To commemorate the annual International Holocaust Remembrance Day, Brooklyn College physics professor Micha Tomkiewicz shared his own experience as a Holocaust survivor during his lecture, “When the Past Writes the Present: From Holocaust to Climate Change.”
Born three months before Germany’s invasion of Poland in 1939, Tomkiewicz has little recollection of his early childhood within the genocide. After living as a “hidden child” with a Christian family for four years, Tomkiewicz and his family were lured out of hiding into a hotel where they were told they could buy foreign papers and flee to the Americas. This turned out to be a trap, and the Tomkiewiczes were instead sent to the Bergen-Belsen concentration camp.
Tomkiewicz admits he doesn’t know how he survived the Holocaust.
“I have no real answer to this query except that I was one of the lucky ones,” he said during his presentation.
Two years and one near-fatal case of typhus later, Tomkiewicz’s liberation came unexpectedly on a train ride wandering west of Bergen-Belsen camp, when he was freed by the US Army’s 743rd Tank Battalion.
According to the US Holocaust Memorial Museum, 1.5 million Jewish children died under the Nazi regime. Approximately 6 million Jews and 11 million others were killed. To ensure these mass killings of the Holocaust becomes a history that “prevents future genocides,” the United Nations adopted a remembrance day in 2005.
“The Holocaust history is clean and clear: you know who to hate, you know who to love, you know who to feel sorry about,” stated Tomkiewicz.
Nonetheless, personal accounts of survivors and documentation provided by credible sources like the UN are not enough for anti-Semitic and Holocaust denialists. Some continue to believe World War II is a hoax.
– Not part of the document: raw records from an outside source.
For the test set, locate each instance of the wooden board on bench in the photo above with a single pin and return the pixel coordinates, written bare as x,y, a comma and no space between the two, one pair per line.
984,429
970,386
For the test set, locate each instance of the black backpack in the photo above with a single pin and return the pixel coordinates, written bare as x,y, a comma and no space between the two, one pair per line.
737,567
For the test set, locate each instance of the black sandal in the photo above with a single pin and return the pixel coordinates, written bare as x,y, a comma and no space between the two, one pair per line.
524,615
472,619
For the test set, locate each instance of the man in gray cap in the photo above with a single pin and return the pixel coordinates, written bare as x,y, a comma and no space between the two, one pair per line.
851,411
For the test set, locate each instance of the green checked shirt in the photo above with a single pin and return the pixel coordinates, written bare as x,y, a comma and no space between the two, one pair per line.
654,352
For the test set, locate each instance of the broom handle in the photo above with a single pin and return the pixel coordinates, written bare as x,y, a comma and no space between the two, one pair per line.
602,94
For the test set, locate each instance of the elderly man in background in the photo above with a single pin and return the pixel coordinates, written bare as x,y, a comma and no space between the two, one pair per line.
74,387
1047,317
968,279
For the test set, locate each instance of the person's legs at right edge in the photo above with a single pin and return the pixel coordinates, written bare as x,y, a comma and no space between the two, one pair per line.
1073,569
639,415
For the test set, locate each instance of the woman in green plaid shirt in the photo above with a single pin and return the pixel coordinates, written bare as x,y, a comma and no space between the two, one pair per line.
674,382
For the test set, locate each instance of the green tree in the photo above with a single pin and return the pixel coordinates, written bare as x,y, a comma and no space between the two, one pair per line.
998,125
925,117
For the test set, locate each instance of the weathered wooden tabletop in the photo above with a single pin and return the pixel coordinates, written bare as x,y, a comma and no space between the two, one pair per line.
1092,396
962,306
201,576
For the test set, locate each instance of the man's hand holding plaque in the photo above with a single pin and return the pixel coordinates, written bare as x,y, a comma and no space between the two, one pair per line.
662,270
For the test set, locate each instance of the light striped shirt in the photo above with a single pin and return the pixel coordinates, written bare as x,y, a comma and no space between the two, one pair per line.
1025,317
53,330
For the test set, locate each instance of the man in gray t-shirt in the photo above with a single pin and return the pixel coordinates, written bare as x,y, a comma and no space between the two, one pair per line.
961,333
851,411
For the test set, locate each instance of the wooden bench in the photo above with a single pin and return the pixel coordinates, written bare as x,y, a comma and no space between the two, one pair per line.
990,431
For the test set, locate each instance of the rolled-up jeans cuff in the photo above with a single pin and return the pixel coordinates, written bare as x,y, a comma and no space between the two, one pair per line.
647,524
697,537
Tomkiewicz is very aware of these conspiracy theorists.
“For guys like that, I am a target,” said Tomkiewicz.
To Tomkiewicz, the Nazi-led genocide of his childhood and present climate change crisis have one significant similarity: deniers. On his blog Climate Change Fork, Tomkiewicz argues the Holocaust continued as a consequence of inaction against the Nazi regime and Hitler’s agenda shared in Mein Kampf. The autobiographical manifesto demonstrated Hitler’s anti-Semitic views and intent in mobilizing against “all who are not of a good race,” but many ignored the evidence, which allowed his “final solution” to come to fruition. Similarly, Tomkiewicz believes that denial of environmental destructions, such as loss of biodiversity and high CO₂ emissions, could lead us humans to our ‘global suicide.’
“I am not suggesting that the Holocaust is just like climate change,” Tomkiewicz wrote in a blog post. “My use of the term self-inflicted genocide refers to the relatively distant future, while the Holocaust refers to a confirmed past event.” The critical difference between these events, he says, is that the Holocaust was a “man-on-man genocide,” whereas today’s climate change crisis can become a “self-inflicted genocide.”
Tomkiewicz has dealt with a range of responses to his comparison. For Mark Hoofnagle, blog writer of “Is the holocaust denial/climate change denial comparison apt?,” the observed similarity between the two events is unnecessary in the discussion of denialism.
“I do not think that a moral comparison need be made between Holocaust deniers and climate change denialists,” stated Hoofnagle. “The only comparison needed is between their tactics, which are dishonest and intellectually bankrupt.”
On the other hand, others share similar thoughts with Tomkiewicz. In 2019, novelist and NYU creative writing professor Jonathan Safron Foer wrote We Are the Weather: Saving the Planet Begins at Breakfast. According to The Guardian, the author encourages the reader to demonstrate a “different kind of heroism” to combat climate change. Foer concludes by referencing the “unobvious need for sacrifice” his grandmother had when fleeing Poland before the Holocaust annihilation began.
“Climate catastrophe is ungraspable, just like the Holocaust,” wrote Foer.
Since visiting the Bergen-Belsen camp in 2002, and reconnecting with his buried past as a Holocaust survivor, Professor Tomkiewicz engages in remembrance reunions alongside the genocide’s “last living generation.” In a time where opinions on climate change are polarizing, Tomkiewicz has intertwined his background in the Holocaust with physical chemistry to educate students on the severity of our current environmental conditions. Nevertheless, his warning of the ‘self-inflicted genocide’ is one perspective that may differ from another educator’s beliefs.
“This is why we keep you guys [students] skeptical when it comes to class. Bottom line is that you have to do your own research. Your own research will determine who you believe or don’t believe,” advised Tomkiewicz. “It’s all in your hands. You cannot let a professor or anyone dictate your outlook for life.”